The Rabun County Public Library in Clayton, Georgia is cutting its hours effective July 1, 2009. The new hours will be from 9 a.m. to 6 p.m. Monday through Friday, and from 9 a.m. to 12 p.m. on Saturdays. Previously, the library had been open until 8 p.m. on Monday nights.
When asked why the hours had been changed, the staff responded that the decision had been made by the library’s Board of Trustees due to budgetary concerns. I did not speak with the library manager, however, and so I cannot say for certain exactly what the impetus is behind this change.

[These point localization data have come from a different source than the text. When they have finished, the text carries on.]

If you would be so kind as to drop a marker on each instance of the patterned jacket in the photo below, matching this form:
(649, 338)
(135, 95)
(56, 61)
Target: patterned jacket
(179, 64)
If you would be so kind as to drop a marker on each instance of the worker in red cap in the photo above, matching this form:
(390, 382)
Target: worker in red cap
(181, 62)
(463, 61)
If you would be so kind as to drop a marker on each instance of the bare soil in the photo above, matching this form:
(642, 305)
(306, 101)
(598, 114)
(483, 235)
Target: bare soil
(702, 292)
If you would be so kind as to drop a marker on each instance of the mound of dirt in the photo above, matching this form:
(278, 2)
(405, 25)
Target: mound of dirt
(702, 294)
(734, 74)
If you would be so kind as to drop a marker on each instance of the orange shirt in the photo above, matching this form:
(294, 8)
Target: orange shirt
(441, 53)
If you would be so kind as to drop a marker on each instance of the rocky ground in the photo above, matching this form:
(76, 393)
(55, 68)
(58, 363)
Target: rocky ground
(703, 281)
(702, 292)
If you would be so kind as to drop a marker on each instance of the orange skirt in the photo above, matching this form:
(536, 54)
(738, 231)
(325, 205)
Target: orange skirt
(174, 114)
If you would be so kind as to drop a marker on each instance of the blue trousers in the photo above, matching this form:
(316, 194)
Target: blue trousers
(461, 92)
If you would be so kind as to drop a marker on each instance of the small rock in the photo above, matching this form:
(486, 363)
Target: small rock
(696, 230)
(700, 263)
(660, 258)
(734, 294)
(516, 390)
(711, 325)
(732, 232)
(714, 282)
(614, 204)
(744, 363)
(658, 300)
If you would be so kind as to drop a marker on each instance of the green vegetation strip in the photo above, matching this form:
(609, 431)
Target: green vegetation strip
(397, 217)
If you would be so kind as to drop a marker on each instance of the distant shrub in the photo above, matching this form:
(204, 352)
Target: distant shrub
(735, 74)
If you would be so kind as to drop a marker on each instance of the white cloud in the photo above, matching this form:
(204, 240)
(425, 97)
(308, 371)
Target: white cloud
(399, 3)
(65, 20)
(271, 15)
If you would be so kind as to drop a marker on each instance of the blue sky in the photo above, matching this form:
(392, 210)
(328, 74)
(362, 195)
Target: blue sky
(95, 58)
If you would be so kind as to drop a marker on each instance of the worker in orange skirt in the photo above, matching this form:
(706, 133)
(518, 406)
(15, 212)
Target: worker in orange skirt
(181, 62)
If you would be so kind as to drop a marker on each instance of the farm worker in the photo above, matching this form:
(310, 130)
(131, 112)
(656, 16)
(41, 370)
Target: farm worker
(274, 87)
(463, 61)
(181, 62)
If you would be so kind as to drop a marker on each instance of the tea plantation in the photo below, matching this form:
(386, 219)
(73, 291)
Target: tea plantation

What I can say is that this seems to be a trend throughout the nation in light of the recent economic downturn and the resultant loss of tax revenue. For genealogists, especially those who work a different full-time job during the day, these reductions in service can prolong research which had previously been done during evening hours; such research must now be conducted on days off or during the odd Saturday when our children and grandchildren aren’t on the ball field or attending some other extra-curricular activity requiring parental involvement.
The more critical hit is to those who depend on libraries for services they could not afford on their own (e.g. reading material or computer access), especially at a time when so many have lost their only sources of income (in Rabun County, for example, the unemployment rate is estimated to be 11-13%). Others affected by this change are students whose parents work during the day, but who have school projects assigned during the week requiring resources found only at the library. Unfortunately, the few hours that most small libraries are open on Saturdays are often not enough to serve the needs of the members of the community who cannot use the library during weekdays, for whatever reason.
No matter how small, all libraries serve as centers of education and knowledge to their community; any reduction of services is therefore harmful to the citizens they serve. Here in Rabun County, we have strong public and private educational systems, and a community that recognizes the importance of these institutions. Other areas are not as fortunate, yet their libraries are still an integral and necessary public body. At a time when education, both formal and informal, is key to the success of the individual and, therefore, the community at large, can we really afford to cut funding for our public libraries?